Das Erste, was Rieder auffällt, als er sich wieder auf die Fahrbahn konzentriert, ist diese blutrote Verfärbung der Sonne am Horizont. Seit sechs Wochen haben wir jetzt dieses ungewöhnlich warme Herbstwetter, überlegt er. Deshalb wimmelt es auch immer noch vor Touristen. Gott sei Dank. Ohne diese Leute wäre Salzburg längst pleite. Die riskanten Spekulationen mit dem Geld aus dem städtischen Wohnbaufonds sind ja völlig daneben gegangen. Jetzt ist er über jeden Cent dankbar, der in die Kassa kommt.

Nachdenklich greift er ins Handschuhfach, setzt seine Sonnenbrille auf, legt eine CD in den Player ein und wechselt auf die Überholspur. Neuerdings hört er ja nur noch klassische Musik. Mozart und so. Zur Schärfung seiner kulturellen Kompetenz. So etwas kommt gut an bei der Parteibasis. Bei den Damen auch. Die Sonne zaubert helle Flecken auf den Asphalt. Wie Lichtkegel unzähliger unsichtbarer Lampen.

Gegen dreiviertel acht taucht der Politiker in die Außenbezirke der Landeshauptstadt ein. Der Stadtrand hat sich verändert. Viele der neuen Bauten reichen jetzt bis dicht an die Autobahn heran. Betriebe aller Art, Banken und Großkaufhäuser drängen sich aneinander. Aus der weltoffenen Kulturstadt ist ein internationaler Wirtschaftsstandort geworden, und das ist nicht zuletzt ihm zu verdanken. Die Bevölkerung weiß es und ist ihm dankbar. Er ist beliebt. Zerstreut schaltet Rieder einen Gang tiefer, als ihn das Telefon aus seinen Gedanken reißt.

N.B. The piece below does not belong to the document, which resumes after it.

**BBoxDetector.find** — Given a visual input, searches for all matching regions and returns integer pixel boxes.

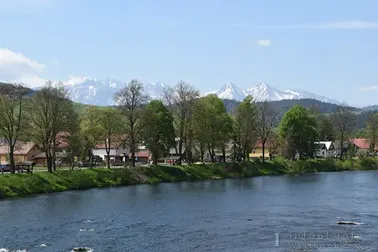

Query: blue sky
[0,0,378,105]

»Was ist denn?«, fragt er verdrossen.

Paul Freiher, Rieders Bundesparteisekretär, erkundigt sich, ob sein Chef in Ordnung sei.

Der Oberbürgermeister bejaht. In 20 Minuten sei er im Rathaus. Er bremst, wechselt auf die rechte Spur und fährt von der Autobahn ab. Sofort werden die Straßen eng und der Verkehr extrem dicht.

»Hat die Polizei schon etwas herausgefunden?«, fragt Freiher.

»Bettina faselte etwas von einem herrenlosen Boot am anderen Seeufer.«

»Betty? Ausgezeichnet. Gut, dass sie persönlich zu dir rausgefahren ist.«

»Natürlich kümmert sie sich um die Sache. Schließlich hat sie mir viel zu verdanken.«

»Du ihr aber doch auch, oder?«, kontert Freiher. »Die muss toll sein im Bett.«

»Sie bemüht sich.«

»Irgendwie reizt sie mich ganz ungemein.«

»Ich brauche Betty noch. Derzeit ganz besonders.«

»Und wenn sie mich auch will?«

»Du bist nicht ihr Typ.«

»Das geilt mich ja so auf.«

»Ich habe sie zur Stellvertreterin des Landeskriminaldirektors gemacht. Damit hat sie einen gewissen Wert für uns. Es gibt genug andere, also lass sie in Frieden.«

»Ich bin eifersüchtig auf diese Frau, weißt du?«

»Jetzt mach mal halblang. Bettina trägt mir zu, was in der Polizei so läuft, und ich habe meinen Spaß mit ihr. Eine ideale Kombination. Ist doch genial, oder?«

»Kann man wohl sagen. Wie schwer sind die Schäden am Haus?«

»Totalschaden, aber das ist nicht das Schlimmste.«

»Du meinst Hasso? Der Hund hat dir viel bedeutet.«

»Alles, Paul. Alles. Hasso war ein Geburtstagsgeschenk meines Vaters. Sein letztes.«

»Du Ärmster. Das jüngere der beiden Mädchen hat übrigens etwas abgekriegt. Brandwunden an den Beinen. Sie liegt im Krankenhaus. Willst du sie besuchen?«

»Bist du wahnsinnig? Was soll ich am Krankenbett einer 16-Jährigen? Erfinde eine gute Story für die Eltern, bring einen Blumenstrauß vorbei, und stopf der Familie den Mund mit Geld.«

»Wird gemacht.«

»Und das andere Mädel?«

»Ist ausbezahlt. Und du hast der Polizei den Brief gezeigt?«

»Ich habe ihn Betty gegeben. Sie lässt mir eine Kopie davon zukommen.«

»Wer steckt hinter der Sache? Spitzer?«

»Wahrscheinlich. Dieser niederösterreichische Möchtegern mit seinen großkotzigen Kröten. Erst will er im Parteivorstand gegen mich putschen und jetzt das. Aber es ist genug. Wir werden in die Offensive gehen. Trommle ein paar Leute zusammen. Zur Strategiebesprechung. Dreiviertel neun in meinem Büro. Seid pünktlich.«

An der Salzach stockt der Verkehr, denn durch die Verkehrsampeln kommen die Fahrzeuge immer wieder zum Stillstand. Bald steht Wagen an Wagen. Verärgert hupt Rieder, schert aus der Kolonne aus, überholt acht Autos und biegt links in eine unscheinbare Seitenstraße ein, die in einem weiten Rechtsbogen wieder zurück zum Fluss führt. Zum Glück ist das Chaos an der Kreuzung vor der Brücke dieses Mal nicht so groß, wie sonst am Morgen.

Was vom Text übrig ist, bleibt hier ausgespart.